July 2000


Recently released final regulations under section 401(a)(31) grant relief from disqualification to plans that accidentally accept an invalid rollover contribution, provided that two specific conditions are met:

* The plan administrator of the receiving plan must reasonably determine when accepting the contribution that it is a valid rollover contribution. It is not necessary for the distributing plan to have received a determination letter in order for the plan administrator of the receiving plan to make a reasonable determination that the rollover was valid.

* If the plan administrator later concludes that the contribution was invalid, the plan must distribute the contribution and earnings to the employee within a reasonable period of time.

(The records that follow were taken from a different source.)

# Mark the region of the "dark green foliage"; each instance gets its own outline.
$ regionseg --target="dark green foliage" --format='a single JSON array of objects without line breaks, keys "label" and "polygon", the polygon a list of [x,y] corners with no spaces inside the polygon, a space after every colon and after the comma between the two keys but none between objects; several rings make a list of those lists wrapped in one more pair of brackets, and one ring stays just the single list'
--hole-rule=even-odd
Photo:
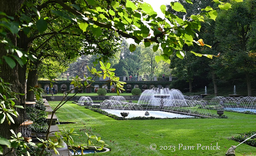
[{"label": "dark green foliage", "polygon": [[[240,135],[237,136],[230,138],[230,139],[239,142],[241,142],[255,134],[256,134],[256,131],[250,131],[241,134]],[[256,136],[254,136],[248,139],[244,143],[253,147],[256,147]]]},{"label": "dark green foliage", "polygon": [[28,117],[34,122],[44,122],[47,116],[47,113],[35,108],[27,107],[26,111]]},{"label": "dark green foliage", "polygon": [[35,122],[31,125],[30,127],[32,131],[45,133],[47,133],[48,128],[48,125],[46,123],[41,123],[38,124]]},{"label": "dark green foliage", "polygon": [[107,90],[105,88],[99,88],[97,91],[97,94],[99,95],[106,95]]},{"label": "dark green foliage", "polygon": [[[40,155],[40,153],[42,150],[42,147],[38,148],[32,146],[29,144],[27,144],[29,148],[26,149],[26,151],[28,151],[29,154],[31,156],[39,156]],[[20,150],[20,151],[21,151]],[[27,155],[26,154],[26,153],[22,153],[22,152],[17,152],[16,153],[17,155],[18,156],[20,156],[21,155]],[[48,149],[45,150],[44,151],[44,156],[52,156],[51,153],[50,151]]]},{"label": "dark green foliage", "polygon": [[46,109],[46,107],[44,105],[44,103],[43,99],[40,98],[38,101],[36,101],[35,107],[36,109],[44,111]]},{"label": "dark green foliage", "polygon": [[139,88],[135,88],[131,90],[131,95],[140,95],[141,94],[141,90]]},{"label": "dark green foliage", "polygon": [[[97,108],[93,108],[91,107],[84,107],[85,108],[89,109],[95,112],[99,113],[102,114],[104,114],[106,116],[109,116],[111,118],[112,118],[113,119],[114,119],[117,120],[155,120],[155,119],[190,119],[191,118],[190,117],[188,117],[188,118],[157,118],[154,117],[142,117],[142,116],[138,116],[138,117],[133,117],[132,118],[124,118],[123,117],[119,117],[117,115],[114,115],[112,114],[111,114],[110,113],[109,113],[105,111],[104,110],[102,110],[100,109],[98,109]],[[202,114],[201,115],[204,115],[206,116],[211,116],[212,117],[216,118],[227,118],[228,117],[225,116],[225,115],[222,115],[221,116],[219,117],[218,115],[217,115],[217,114],[211,114],[209,113],[207,113],[207,114]],[[203,117],[200,117],[200,118],[204,118]],[[199,118],[198,117],[193,117],[193,118]]]}]

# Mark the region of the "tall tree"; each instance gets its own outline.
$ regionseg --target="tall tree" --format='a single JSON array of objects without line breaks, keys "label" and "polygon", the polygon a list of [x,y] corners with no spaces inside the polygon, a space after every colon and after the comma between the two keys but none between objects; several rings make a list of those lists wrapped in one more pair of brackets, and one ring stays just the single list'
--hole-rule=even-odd
[{"label": "tall tree", "polygon": [[249,96],[252,96],[250,75],[256,71],[256,60],[250,55],[254,48],[249,46],[255,41],[253,30],[256,14],[252,8],[256,3],[255,0],[247,0],[234,4],[229,11],[220,11],[215,30],[224,57],[222,69],[225,69],[230,75],[244,74]]},{"label": "tall tree", "polygon": [[[84,51],[89,53],[98,52],[103,55],[103,59],[111,57],[114,53],[113,53],[114,51],[112,50],[116,47],[114,46],[117,42],[116,39],[119,37],[117,35],[118,34],[125,37],[133,38],[137,43],[144,42],[147,47],[150,46],[151,42],[155,42],[157,44],[155,47],[158,48],[161,43],[164,53],[158,57],[156,56],[155,59],[158,61],[163,60],[169,62],[169,56],[172,54],[173,49],[181,51],[180,54],[178,56],[182,58],[183,53],[184,54],[182,51],[183,45],[192,45],[194,42],[194,30],[200,29],[200,21],[204,20],[201,18],[203,14],[213,19],[217,16],[215,14],[216,10],[207,8],[205,10],[205,12],[201,14],[191,17],[193,20],[184,20],[166,11],[166,7],[163,5],[161,8],[165,14],[165,18],[162,19],[156,17],[156,13],[148,4],[139,2],[135,4],[129,0],[118,1],[93,0],[88,1],[88,3],[82,0],[72,1],[72,3],[69,1],[64,3],[61,0],[39,1],[31,0],[27,1],[25,3],[23,3],[24,2],[24,0],[11,1],[2,0],[0,1],[0,18],[1,22],[3,23],[0,25],[1,30],[3,31],[0,32],[1,35],[0,57],[2,59],[0,68],[2,71],[0,73],[0,77],[4,81],[12,84],[11,89],[13,91],[21,93],[25,92],[26,75],[25,72],[23,72],[25,70],[21,68],[19,70],[19,65],[22,66],[25,64],[26,58],[29,55],[25,52],[18,50],[18,48],[15,46],[17,43],[16,35],[20,30],[22,31],[22,33],[21,32],[20,35],[20,45],[21,47],[21,47],[25,52],[31,48],[32,50],[29,50],[30,53],[36,56],[42,55],[41,53],[43,50],[48,50],[46,47],[48,45],[47,44],[48,40],[53,39],[57,35],[60,34],[63,35],[56,39],[56,40],[60,39],[60,41],[57,41],[60,43],[62,41],[62,36],[64,36],[65,34],[71,36],[74,34],[73,37],[82,34],[81,31],[78,31],[79,30],[78,29],[79,27],[82,31],[83,34],[84,35],[79,36],[84,37],[85,41],[81,42],[88,46],[88,48]],[[187,0],[186,2],[191,3],[189,0]],[[218,0],[214,2],[221,3],[218,7],[221,9],[227,9],[231,7],[229,3],[221,3],[222,2]],[[172,2],[171,4],[172,9],[176,11],[186,11],[178,3]],[[21,6],[25,8],[25,9],[21,10],[25,10],[22,14],[18,12]],[[26,7],[30,6],[32,8],[31,9],[30,8],[26,9]],[[31,10],[33,10],[35,13],[32,14]],[[5,13],[7,16],[5,16],[2,12]],[[44,16],[41,16],[41,14]],[[36,15],[34,16],[34,14]],[[19,19],[18,16],[15,16],[16,14],[20,15],[19,16],[20,18]],[[5,20],[9,19],[10,16],[15,17],[13,20],[18,22],[9,22],[8,20]],[[30,18],[31,16],[34,18],[32,19]],[[56,21],[59,18],[61,21],[58,23]],[[169,22],[166,22],[166,20]],[[149,28],[145,25],[144,22],[148,23]],[[59,23],[63,25],[59,25]],[[20,26],[20,28],[17,25]],[[3,29],[2,27],[3,27]],[[62,30],[66,30],[66,28],[68,28],[68,33],[65,31],[62,32]],[[78,31],[73,32],[72,29],[76,29]],[[42,34],[47,31],[49,31]],[[154,32],[153,35],[149,37],[150,31]],[[35,36],[35,33],[38,33],[38,35]],[[52,35],[49,35],[47,38],[44,38],[49,34]],[[36,36],[37,37],[35,38]],[[28,38],[31,38],[29,39]],[[32,43],[36,39],[41,40],[41,42],[40,41],[37,41],[42,44],[37,45],[38,47],[34,49],[35,47],[32,46]],[[79,39],[78,37],[77,40]],[[109,42],[104,42],[107,41]],[[56,43],[56,47],[59,48],[58,43]],[[72,47],[72,45],[70,44],[67,47],[63,46],[66,45],[65,43],[62,44],[60,47],[64,47],[64,50],[66,50],[65,48]],[[50,49],[53,51],[53,48],[51,47]],[[135,48],[135,45],[130,45],[129,49],[131,51],[134,51]],[[195,54],[199,56],[202,56]],[[210,58],[212,57],[212,55],[204,56]],[[14,59],[16,61],[16,62]],[[24,66],[23,67],[24,68]],[[15,100],[15,104],[24,105],[25,97],[23,95],[20,95],[18,100]],[[5,106],[9,108],[9,104],[5,103]],[[17,110],[21,114],[20,110],[17,109]],[[1,120],[4,120],[0,124],[0,128],[2,130],[0,131],[0,136],[9,139],[11,134],[9,130],[13,129],[16,131],[22,120],[15,118],[15,124],[10,124],[4,116],[0,116]],[[3,146],[3,153],[5,155],[15,155],[15,153],[9,152],[6,146]]]}]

If the plan administrator meets these two conditions, the invalid rollover is treated as a valid rollover for purposes of applying the qualification requirements of sections 401(a) or 403(a). *

Home | Contact | Subscribe | Advertise | Archives | NYSSCPA | About The CPA Journal

The CPA Journal is broadly recognized as an outstanding, technical-refereed publication aimed at public practitioners, management, educators, and other accounting professionals. It is edited by CPAs for CPAs. Our goal is to provide CPAs and other accounting professionals with the information and news to enable them to be successful accountants, managers, and executives in today's practice environments.

©2009 The New York State Society of CPAs. Legal Notices

Visit the new cpajournal.com.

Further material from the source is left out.